Paul_Isaac_1-1692883670037.png

3 Replies

@Paul_Isaac the issue is related to client registration. Once the agent installed, the device management authority is expected to switch to ConfigMgr and the co-management workloads will apply. Since the registration is failing in your case, the ESP is unable to progress. Has this worked before? Is client registration working through CMG outside the AP process? Also, which enrollment method are you using? Pre-provisioning has limitations when it comes to installing ConfigMgr agent through the built-in Intune feature. 

The thing is the registration does not fail, it just doesn't complete in 10 minutes and the ESP fails.
This is not my site, it is a customer's, and they claim they have sleeps up to 15 minutes during OSD, but as in this case there is no ESP, not ESP fails.
Thank you for detailing what I've seen in my environment.
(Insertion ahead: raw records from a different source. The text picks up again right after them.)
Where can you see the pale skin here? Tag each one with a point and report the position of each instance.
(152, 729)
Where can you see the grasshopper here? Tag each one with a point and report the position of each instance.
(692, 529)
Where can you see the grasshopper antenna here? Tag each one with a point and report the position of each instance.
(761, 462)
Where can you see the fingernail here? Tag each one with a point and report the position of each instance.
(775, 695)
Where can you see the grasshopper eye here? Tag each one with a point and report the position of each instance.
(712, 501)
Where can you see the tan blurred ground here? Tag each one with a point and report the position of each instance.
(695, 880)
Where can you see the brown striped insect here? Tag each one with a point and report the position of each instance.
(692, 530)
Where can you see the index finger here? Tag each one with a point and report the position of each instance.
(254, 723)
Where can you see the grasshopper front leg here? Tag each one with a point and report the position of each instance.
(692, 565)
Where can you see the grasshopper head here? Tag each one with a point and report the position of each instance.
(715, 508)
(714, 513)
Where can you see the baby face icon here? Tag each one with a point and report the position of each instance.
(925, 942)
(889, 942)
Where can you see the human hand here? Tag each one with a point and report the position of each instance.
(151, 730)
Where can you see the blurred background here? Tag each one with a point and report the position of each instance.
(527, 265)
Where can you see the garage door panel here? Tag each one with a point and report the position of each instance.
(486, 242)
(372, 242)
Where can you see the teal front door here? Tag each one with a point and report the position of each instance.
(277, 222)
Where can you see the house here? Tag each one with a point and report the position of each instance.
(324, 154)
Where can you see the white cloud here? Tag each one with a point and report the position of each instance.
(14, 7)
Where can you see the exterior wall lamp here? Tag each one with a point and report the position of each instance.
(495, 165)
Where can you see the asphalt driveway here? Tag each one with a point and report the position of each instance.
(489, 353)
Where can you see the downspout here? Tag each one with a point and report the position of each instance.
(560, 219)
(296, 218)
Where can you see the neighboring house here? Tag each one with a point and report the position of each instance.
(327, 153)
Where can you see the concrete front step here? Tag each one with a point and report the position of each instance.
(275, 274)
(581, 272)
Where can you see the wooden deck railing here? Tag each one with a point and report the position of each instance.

The fact there is no timeout/retry adjustment is a flaw. On a low latency/fast internet connection the problem is diminished.
However on a slow internet connection, this is going to be a problem. I've found the weakest link in the work from home technology chain is the lack of understanding on the part of the home owner how important keeping their router/modem (with family safety turned on, etc..) up to date.